Theme for the Week – 19 April 2015

Readings for this Sunday: Acts 3.12–19Psalm 4; 1 John 3.1–7; Luke 24.36b–48

Does anyone remember the film, Dead Men Don’t Wear Plaid?  This passage from Luke’s gospel shouts a similar title within my head.  Dead men don’t eat fish.  

Nor do they eat bread.  Bread and fish ought to sound familiar.  They point to an event in Jesus’ ministry so striking that it is one of very few incidents that it is mentioned in all four gospels: the feeding of the five thousand, a miracle of abundance, in which Jesus broke bread and shared it.  

This anticipates Christ’s banquet, which we both remember (looking back) and anticipate (looking forward) in the Eucharist – Holy Communion.  Ultimately, we live in hope of the resurrection banquet, a feast at which all are welcomed and fed abundantly, with enough for all.  

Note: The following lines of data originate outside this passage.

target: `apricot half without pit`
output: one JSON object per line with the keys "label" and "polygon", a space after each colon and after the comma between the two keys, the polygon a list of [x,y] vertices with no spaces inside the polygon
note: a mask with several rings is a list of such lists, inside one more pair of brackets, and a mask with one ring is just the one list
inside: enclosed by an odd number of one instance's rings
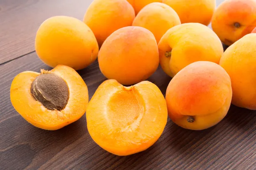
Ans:
{"label": "apricot half without pit", "polygon": [[103,82],[86,110],[93,140],[107,151],[127,156],[144,150],[159,138],[167,121],[164,97],[154,84],[143,81],[124,87]]}
{"label": "apricot half without pit", "polygon": [[80,118],[88,102],[87,86],[73,68],[58,65],[41,73],[25,71],[11,86],[10,98],[23,118],[41,129],[60,129]]}

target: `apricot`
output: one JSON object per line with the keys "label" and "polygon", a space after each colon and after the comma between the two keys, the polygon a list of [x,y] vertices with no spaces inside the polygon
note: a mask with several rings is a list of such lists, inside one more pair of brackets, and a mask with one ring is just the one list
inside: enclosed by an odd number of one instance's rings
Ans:
{"label": "apricot", "polygon": [[188,23],[169,29],[158,44],[160,64],[173,77],[193,62],[218,63],[223,54],[221,42],[209,28],[198,23]]}
{"label": "apricot", "polygon": [[158,43],[169,29],[179,24],[179,16],[172,8],[164,3],[153,3],[140,11],[132,26],[141,26],[150,31]]}
{"label": "apricot", "polygon": [[144,6],[150,3],[159,2],[161,3],[162,0],[127,0],[134,7],[136,15]]}
{"label": "apricot", "polygon": [[168,114],[178,125],[201,130],[217,124],[226,115],[232,98],[230,78],[219,65],[194,62],[171,81],[166,99]]}
{"label": "apricot", "polygon": [[108,79],[123,85],[134,85],[147,79],[157,68],[157,41],[153,34],[144,28],[123,28],[107,39],[98,60],[101,72]]}
{"label": "apricot", "polygon": [[42,23],[36,34],[35,51],[46,64],[75,70],[86,68],[96,59],[99,46],[91,29],[71,17],[56,16]]}
{"label": "apricot", "polygon": [[94,0],[84,18],[84,22],[92,29],[101,47],[115,31],[131,26],[135,14],[126,0]]}
{"label": "apricot", "polygon": [[256,26],[256,1],[224,1],[213,15],[212,26],[221,41],[230,45]]}
{"label": "apricot", "polygon": [[256,34],[236,41],[225,51],[220,65],[231,79],[232,103],[256,110]]}
{"label": "apricot", "polygon": [[143,151],[158,139],[167,122],[167,109],[154,84],[143,81],[125,87],[110,79],[96,91],[88,105],[86,119],[95,142],[124,156]]}
{"label": "apricot", "polygon": [[178,14],[182,23],[198,23],[208,26],[215,10],[216,0],[163,0]]}
{"label": "apricot", "polygon": [[27,122],[47,130],[60,129],[78,120],[88,102],[87,86],[73,68],[58,65],[41,73],[25,71],[11,86],[11,101]]}

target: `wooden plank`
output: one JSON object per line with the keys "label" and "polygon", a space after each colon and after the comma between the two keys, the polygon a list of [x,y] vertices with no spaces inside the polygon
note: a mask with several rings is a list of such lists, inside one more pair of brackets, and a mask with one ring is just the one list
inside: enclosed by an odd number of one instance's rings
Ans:
{"label": "wooden plank", "polygon": [[[27,123],[9,99],[14,76],[25,71],[50,69],[35,53],[0,66],[0,169],[241,169],[256,167],[256,112],[232,106],[217,125],[201,131],[183,129],[168,119],[159,140],[147,150],[120,157],[90,138],[84,115],[63,128],[49,131]],[[79,71],[90,98],[105,78],[98,63]],[[161,69],[149,79],[164,94],[170,78]]]}
{"label": "wooden plank", "polygon": [[0,0],[0,64],[34,51],[36,31],[44,20],[55,15],[82,20],[91,2]]}

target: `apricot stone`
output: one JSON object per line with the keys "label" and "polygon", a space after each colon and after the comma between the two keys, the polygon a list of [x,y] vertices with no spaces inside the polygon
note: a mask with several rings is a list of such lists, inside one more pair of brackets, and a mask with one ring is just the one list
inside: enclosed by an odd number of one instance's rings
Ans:
{"label": "apricot stone", "polygon": [[180,24],[177,13],[164,3],[150,3],[140,11],[135,17],[133,26],[145,28],[154,34],[157,43],[170,28]]}
{"label": "apricot stone", "polygon": [[152,146],[167,121],[164,97],[147,81],[124,87],[108,80],[98,88],[86,110],[88,131],[107,151],[127,156]]}
{"label": "apricot stone", "polygon": [[134,85],[147,79],[157,68],[157,44],[153,34],[144,28],[123,28],[104,42],[98,61],[101,71],[108,79]]}
{"label": "apricot stone", "polygon": [[42,23],[35,37],[35,51],[46,64],[75,70],[86,68],[96,59],[99,46],[91,29],[71,17],[56,16]]}
{"label": "apricot stone", "polygon": [[94,0],[84,18],[84,22],[92,29],[101,47],[114,31],[131,26],[135,14],[126,0]]}
{"label": "apricot stone", "polygon": [[230,46],[220,65],[231,79],[232,103],[256,110],[256,34],[247,35]]}
{"label": "apricot stone", "polygon": [[182,23],[198,23],[208,26],[216,6],[216,0],[163,0],[178,14]]}
{"label": "apricot stone", "polygon": [[158,43],[158,48],[161,66],[172,77],[196,61],[218,64],[224,51],[217,35],[198,23],[183,24],[169,29]]}
{"label": "apricot stone", "polygon": [[256,26],[256,1],[224,1],[213,15],[212,26],[221,41],[230,45]]}
{"label": "apricot stone", "polygon": [[132,6],[136,15],[144,6],[152,3],[161,3],[162,0],[127,0]]}
{"label": "apricot stone", "polygon": [[88,89],[73,69],[58,65],[41,73],[25,71],[14,79],[11,101],[23,118],[43,129],[56,130],[80,119],[88,102]]}
{"label": "apricot stone", "polygon": [[182,128],[208,128],[226,116],[232,98],[230,78],[219,65],[194,62],[171,81],[166,99],[172,120]]}

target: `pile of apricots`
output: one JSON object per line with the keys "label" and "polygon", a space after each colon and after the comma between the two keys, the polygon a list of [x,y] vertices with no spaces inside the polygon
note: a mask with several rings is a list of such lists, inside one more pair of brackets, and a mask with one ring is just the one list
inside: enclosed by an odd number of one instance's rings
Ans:
{"label": "pile of apricots", "polygon": [[[47,130],[86,113],[93,139],[119,156],[152,145],[168,115],[182,128],[201,130],[220,122],[231,103],[256,110],[256,0],[215,6],[215,0],[94,0],[83,21],[48,19],[35,48],[54,68],[18,74],[12,103],[29,122]],[[225,52],[222,42],[230,45]],[[97,58],[109,79],[89,102],[76,71]],[[145,81],[159,65],[173,78],[165,98]]]}

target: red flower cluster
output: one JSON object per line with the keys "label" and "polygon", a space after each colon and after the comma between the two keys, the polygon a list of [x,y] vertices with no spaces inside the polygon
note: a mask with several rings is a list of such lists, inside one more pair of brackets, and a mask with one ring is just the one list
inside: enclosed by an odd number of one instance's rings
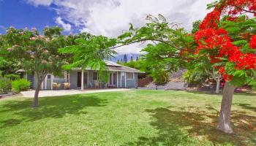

This is part of the new order of resurrection, which although is something described in terms of the future, is in fact something that Christ makes possible in the present: a world in which peace is possible because all have enough.  We live in this world.  We have the ingredients for all to have enough, but some of us over-consume and so we lose our grasp on peace.  

Peace, or Shalom, is the word Christ used with his disciples as he encountered them after the resurrection.  They needed it, because of the experience of crucifixion and guilt.  Locked in an upper room, they were riddled with anxiety and fear.  But Christ offered reconciling peace.  

If asked which Christian season is most associated with peace, we would probably answer, “Christmas.”  And “Peace on Earth,” is the message of the angels.  But Christmas offers the hope of peace on earth; Easter, with resurrection, shows God’s way to peace.  

This is the empty tomb – what was left after Jesus had passed through death and taken a lot of people through an emotional death with him.  The empty tomb shows that when Jesus takes the lid off all our doubts, fears and anxieties, and rids us of them, we are left, like Pandora’s Box, with one small thing: hope – hope of peace.  

Fear and anxiety plague our world.  We have a choice.  We can shut ourselves in the upper room with the disciples, but then close our ears to Jesus saying, “Peace.”  If we do that, stuck with fear and anxiety, we effectively leave Jesus hanging on the cross on Good Friday.  Or we can live as people of the resurrection, confronting risk, hurt and danger with confidence and trust in God, supported by the inner calm that comes with God’s peace that passes our understanding.  

Peace begins with us and within us.  Acknowledging risk and danger is not the same as surrendering to fear and anxiety.  The season after Easter is the season of peace.  And a season of symbolic eating: bread and fish.  Dead men don’t eat fish.  A risen saviour does – and then offers a gift of abundant hope and peace.  

Are we willing to accept it?  Shalom!